梅の木は、バラ科・さくら科に分類される落葉高木で木の高さは5〜10mに成長します。品種によって、赤や白、ピンク色の花を咲かせ、やがて果実をつけます。梅の木は、種から育てると目を出して実をつけるまでに5−6年、10年以上かかるとも言われています。また接木をして1−2年ほど経った苗木では3−4年ほどで実をつける木に成長するそうです。家庭で梅の木を育てようと思ったら接木した苗から始めるのがおすすめです。春を告げる花として、古くから親しまれてきた梅の花。開花日は天候によって左右されますが「春の訪れ」というだけあって、1月末から2月上旬に咲き始め、2月中旬ごろには満開を迎えるところが多いようです。
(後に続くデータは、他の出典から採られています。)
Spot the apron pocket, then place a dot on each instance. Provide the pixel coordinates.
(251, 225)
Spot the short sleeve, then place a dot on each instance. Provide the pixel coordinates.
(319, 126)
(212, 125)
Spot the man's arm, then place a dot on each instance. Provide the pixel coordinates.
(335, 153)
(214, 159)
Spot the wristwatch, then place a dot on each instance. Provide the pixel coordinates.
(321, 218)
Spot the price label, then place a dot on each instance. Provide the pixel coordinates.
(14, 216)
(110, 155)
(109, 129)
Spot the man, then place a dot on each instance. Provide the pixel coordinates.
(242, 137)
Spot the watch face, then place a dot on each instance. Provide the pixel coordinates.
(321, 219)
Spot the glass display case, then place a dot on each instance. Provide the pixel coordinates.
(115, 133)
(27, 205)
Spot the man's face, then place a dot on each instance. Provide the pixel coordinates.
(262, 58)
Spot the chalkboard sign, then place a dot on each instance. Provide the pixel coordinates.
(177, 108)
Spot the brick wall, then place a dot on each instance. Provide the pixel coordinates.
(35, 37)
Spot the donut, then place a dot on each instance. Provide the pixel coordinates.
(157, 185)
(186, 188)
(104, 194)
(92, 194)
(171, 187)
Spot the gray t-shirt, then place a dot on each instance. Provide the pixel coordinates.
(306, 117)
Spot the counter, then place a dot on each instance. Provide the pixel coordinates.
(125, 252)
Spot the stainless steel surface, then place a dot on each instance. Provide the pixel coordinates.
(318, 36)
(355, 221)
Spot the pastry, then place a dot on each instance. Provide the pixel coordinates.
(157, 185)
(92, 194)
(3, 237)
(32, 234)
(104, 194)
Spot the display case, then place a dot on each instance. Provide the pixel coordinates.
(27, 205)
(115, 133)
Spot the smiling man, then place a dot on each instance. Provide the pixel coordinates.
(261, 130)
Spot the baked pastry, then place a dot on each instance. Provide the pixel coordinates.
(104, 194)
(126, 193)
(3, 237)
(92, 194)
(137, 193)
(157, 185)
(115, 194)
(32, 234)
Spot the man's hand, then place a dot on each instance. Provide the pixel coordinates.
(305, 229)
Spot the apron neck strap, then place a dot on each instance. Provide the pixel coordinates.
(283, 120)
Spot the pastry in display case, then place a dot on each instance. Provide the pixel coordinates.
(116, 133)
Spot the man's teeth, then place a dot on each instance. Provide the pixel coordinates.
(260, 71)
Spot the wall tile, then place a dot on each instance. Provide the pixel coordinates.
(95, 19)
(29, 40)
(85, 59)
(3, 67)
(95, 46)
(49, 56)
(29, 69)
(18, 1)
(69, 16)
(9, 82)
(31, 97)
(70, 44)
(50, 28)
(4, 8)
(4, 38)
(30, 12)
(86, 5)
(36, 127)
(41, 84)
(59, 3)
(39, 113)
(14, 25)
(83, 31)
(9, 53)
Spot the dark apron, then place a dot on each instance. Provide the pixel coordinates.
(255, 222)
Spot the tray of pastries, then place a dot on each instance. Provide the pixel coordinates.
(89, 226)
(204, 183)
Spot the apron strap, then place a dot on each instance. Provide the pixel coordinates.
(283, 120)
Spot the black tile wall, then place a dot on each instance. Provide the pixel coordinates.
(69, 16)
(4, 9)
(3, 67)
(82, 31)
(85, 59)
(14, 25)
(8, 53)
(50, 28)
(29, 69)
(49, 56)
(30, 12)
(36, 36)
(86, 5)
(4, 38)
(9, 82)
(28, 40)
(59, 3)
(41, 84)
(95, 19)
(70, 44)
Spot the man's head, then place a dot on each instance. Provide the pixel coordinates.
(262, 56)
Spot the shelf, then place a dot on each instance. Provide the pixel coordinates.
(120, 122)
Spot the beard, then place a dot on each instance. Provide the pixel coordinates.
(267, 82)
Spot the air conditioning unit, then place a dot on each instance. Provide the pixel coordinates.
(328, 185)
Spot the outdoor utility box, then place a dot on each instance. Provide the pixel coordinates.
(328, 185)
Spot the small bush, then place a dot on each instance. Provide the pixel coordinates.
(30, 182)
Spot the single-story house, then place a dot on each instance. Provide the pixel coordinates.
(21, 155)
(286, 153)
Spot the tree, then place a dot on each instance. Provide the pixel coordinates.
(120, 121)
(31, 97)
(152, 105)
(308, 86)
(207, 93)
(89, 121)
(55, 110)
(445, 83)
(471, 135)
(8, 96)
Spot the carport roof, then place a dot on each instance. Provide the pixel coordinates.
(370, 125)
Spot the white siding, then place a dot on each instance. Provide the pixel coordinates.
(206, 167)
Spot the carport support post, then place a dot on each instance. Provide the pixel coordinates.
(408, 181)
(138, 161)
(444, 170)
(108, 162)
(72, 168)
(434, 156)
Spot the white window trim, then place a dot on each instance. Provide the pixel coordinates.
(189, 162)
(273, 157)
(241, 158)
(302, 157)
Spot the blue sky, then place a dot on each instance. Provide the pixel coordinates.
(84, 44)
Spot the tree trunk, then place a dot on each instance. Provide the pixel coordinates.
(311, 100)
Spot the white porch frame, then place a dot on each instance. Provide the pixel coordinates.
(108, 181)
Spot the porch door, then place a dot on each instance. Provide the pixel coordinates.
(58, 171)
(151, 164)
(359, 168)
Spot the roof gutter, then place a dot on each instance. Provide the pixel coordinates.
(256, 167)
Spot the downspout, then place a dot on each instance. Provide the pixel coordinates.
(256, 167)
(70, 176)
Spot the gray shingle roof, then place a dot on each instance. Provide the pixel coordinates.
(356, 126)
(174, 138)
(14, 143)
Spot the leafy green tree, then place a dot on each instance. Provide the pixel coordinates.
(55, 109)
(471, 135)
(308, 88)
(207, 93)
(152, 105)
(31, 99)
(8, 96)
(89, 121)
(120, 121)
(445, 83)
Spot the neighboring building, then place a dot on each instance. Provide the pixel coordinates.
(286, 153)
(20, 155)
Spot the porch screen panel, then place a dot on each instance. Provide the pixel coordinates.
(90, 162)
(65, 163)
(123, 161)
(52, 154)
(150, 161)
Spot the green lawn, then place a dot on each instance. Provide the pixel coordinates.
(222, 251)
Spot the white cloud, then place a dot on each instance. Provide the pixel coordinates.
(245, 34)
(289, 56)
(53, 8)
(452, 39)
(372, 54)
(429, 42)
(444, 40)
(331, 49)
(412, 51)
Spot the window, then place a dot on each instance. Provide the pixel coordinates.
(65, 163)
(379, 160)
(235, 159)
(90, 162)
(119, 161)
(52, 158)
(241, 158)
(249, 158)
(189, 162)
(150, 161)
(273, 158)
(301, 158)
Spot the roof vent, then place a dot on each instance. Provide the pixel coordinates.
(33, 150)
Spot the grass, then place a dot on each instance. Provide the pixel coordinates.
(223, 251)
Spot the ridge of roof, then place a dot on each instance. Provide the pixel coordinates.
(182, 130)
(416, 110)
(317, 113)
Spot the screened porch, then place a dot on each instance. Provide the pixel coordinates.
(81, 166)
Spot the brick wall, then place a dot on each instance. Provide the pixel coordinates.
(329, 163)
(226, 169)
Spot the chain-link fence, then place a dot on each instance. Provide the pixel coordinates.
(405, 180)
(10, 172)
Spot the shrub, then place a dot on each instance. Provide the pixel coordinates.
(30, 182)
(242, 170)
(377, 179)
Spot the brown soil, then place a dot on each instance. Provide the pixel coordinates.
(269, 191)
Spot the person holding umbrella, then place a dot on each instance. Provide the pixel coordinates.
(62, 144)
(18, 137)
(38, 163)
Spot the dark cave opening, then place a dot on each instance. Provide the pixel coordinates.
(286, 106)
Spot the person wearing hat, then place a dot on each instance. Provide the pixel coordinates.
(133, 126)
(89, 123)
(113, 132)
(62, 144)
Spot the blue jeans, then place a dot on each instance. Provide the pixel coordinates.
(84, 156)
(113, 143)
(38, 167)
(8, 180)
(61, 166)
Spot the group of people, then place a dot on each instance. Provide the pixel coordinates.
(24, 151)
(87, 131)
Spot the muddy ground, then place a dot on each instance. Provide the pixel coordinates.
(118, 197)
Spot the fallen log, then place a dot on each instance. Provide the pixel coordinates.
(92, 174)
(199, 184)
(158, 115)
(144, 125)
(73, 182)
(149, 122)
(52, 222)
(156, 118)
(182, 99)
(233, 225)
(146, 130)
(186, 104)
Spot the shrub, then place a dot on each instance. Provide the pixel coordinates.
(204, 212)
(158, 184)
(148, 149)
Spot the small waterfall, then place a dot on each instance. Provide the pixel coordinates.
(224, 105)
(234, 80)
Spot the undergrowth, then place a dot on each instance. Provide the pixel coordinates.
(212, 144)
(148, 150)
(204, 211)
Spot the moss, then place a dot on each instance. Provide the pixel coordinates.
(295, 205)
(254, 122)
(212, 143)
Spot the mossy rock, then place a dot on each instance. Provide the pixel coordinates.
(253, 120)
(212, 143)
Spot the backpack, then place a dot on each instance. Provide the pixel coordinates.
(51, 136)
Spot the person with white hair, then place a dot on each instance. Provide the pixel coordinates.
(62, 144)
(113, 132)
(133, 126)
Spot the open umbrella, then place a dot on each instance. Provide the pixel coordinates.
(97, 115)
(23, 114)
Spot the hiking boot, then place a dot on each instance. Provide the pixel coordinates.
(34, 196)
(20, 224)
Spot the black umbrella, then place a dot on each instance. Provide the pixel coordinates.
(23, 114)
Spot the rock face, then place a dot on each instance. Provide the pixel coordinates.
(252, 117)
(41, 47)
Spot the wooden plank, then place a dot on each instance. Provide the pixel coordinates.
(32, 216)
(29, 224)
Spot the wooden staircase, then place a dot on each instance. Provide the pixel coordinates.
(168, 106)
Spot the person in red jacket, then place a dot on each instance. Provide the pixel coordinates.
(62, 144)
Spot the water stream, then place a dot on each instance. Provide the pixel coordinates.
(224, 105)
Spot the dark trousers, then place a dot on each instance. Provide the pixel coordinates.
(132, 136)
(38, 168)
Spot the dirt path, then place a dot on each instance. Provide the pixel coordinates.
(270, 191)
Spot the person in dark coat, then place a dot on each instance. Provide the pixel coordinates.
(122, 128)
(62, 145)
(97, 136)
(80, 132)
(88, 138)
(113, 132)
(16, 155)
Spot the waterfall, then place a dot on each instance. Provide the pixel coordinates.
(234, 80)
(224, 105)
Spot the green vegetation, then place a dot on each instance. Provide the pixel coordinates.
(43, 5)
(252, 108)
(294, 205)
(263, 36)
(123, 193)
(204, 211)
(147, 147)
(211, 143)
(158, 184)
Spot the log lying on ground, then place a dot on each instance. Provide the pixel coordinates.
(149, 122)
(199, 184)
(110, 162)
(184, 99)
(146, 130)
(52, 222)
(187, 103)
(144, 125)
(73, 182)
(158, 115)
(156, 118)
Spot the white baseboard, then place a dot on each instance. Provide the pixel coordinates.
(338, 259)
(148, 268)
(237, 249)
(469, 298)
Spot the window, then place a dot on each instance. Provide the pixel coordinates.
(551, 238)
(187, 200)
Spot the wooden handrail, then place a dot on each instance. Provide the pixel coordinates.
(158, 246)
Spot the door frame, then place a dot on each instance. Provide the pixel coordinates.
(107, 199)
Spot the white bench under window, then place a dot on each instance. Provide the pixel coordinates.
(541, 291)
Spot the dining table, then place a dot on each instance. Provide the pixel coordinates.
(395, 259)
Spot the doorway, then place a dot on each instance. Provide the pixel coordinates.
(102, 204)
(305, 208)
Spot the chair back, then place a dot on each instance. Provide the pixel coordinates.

品種によって梅の花の色はさまざまで白や赤、ピンク色といった色とりどりの花を咲かせます。花の開花の季節になると、梅まつりとして全国各地でもさまざまな催しが開かれます。

 

梅の花言葉は、「気品」「忠実」「忍耐」「高潔」です。「忠実」という花言葉に関しては、言い伝えがあり、漢学者だった菅原道真が自宅に梅を植えて大切にしており、大宰府に左遷された際にその梅が主を慕い飛んでついて行ったという伝説(飛梅伝説)からきているそうです。梅は花の色によって花言葉が変わり、白梅は「気品」、紅梅は「あでやかさ」という花言葉があるそうです。また梅の種類によっても花言葉は変わってきますので、多様な花言葉が存在します。野梅系は、この系統の代表的な花は野梅性の冬至、と難波性の御所紅、紅筆性の紅筆があります。野梅系には紅梅も白梅もあります。野梅性など白梅の花言葉は「気品」で、難波性や紅筆性など紅梅の花言葉は「優美」です。梅の花の花言葉は怖いと聞く人もいるかと思いますが、そのようなことはないようです。この種類は原種に最も近い梅の品種で、花や葉が小さく、枝も細めであることが特徴としてあげられます。また、香りがとても良いことでも有名です。

 

緋梅系は、この系統の代表的な花は、紅梅性の大盃、緋梅性の緋梅、唐梅性の唐梅です。紅梅性や緋梅性などの赤色に近い紅梅の花言葉は「優美」、唐梅性などのピンク色に近い紅梅の花言葉は「清らかさ」です。この種類は枝や幹の内側が紅色や緋色であることが特徴です。花の色も紅花や緋色がほとんどですが、稀に花の色が白い種類もあります。葉が小さく、香りも良いものが多い種類です。豊後系は、この系統の代表的な花は、桃園、楊貴妃、武蔵野があります。この3種類はピンク色や薄紅色の花であるため、花言葉は「清らかさ」になります。この種類はあんずとの交配により生まれたもので、枝は太く、花や葉は大きいという特徴の豊後性と、枝が細く葉は小さい杏性があります。花の香りは前述の2種類に比べて少ないです。

 

花梅とは、花を観賞するために改良された品種です。花の色や形、木の造形、そして香りを楽しむ梅です。果実がなる品種もありますが、実がつきにくかったり、種が大きかったりし、加工するには難しいものが多いです。その分花は、梅の花には珍しい八重咲の花や、香りもそれぞれ特徴があり、花の色も白や紅・淡いピンク濃いピンクなど様々な種類があります。花梅はよく盆栽として楽しまれる品種でもあります。木を植えるスペースがない方は、盆栽で花梅を楽しんでみてはいかがでしょうか?小さい鉢植えでもいい香りを楽しめますよ!「おもいのまま」は、別名「輪違い」といいます。八重の花が咲きますが、1本の梅の木に赤、白色の花と一つの花が赤白分かれた花をつけるのです。この梅は品種改良の時に、思っていた通りに花が咲かずに、梅の思いのままに何色かに分かれて咲いたのです。花のつき方が珍しい事から盆栽として好まれます。この花の花言葉は「寂しさに耐える」です。開花時期が2月中旬という冬枯れの植物が何もない時期に咲くためこの花言葉がついたとも言われています。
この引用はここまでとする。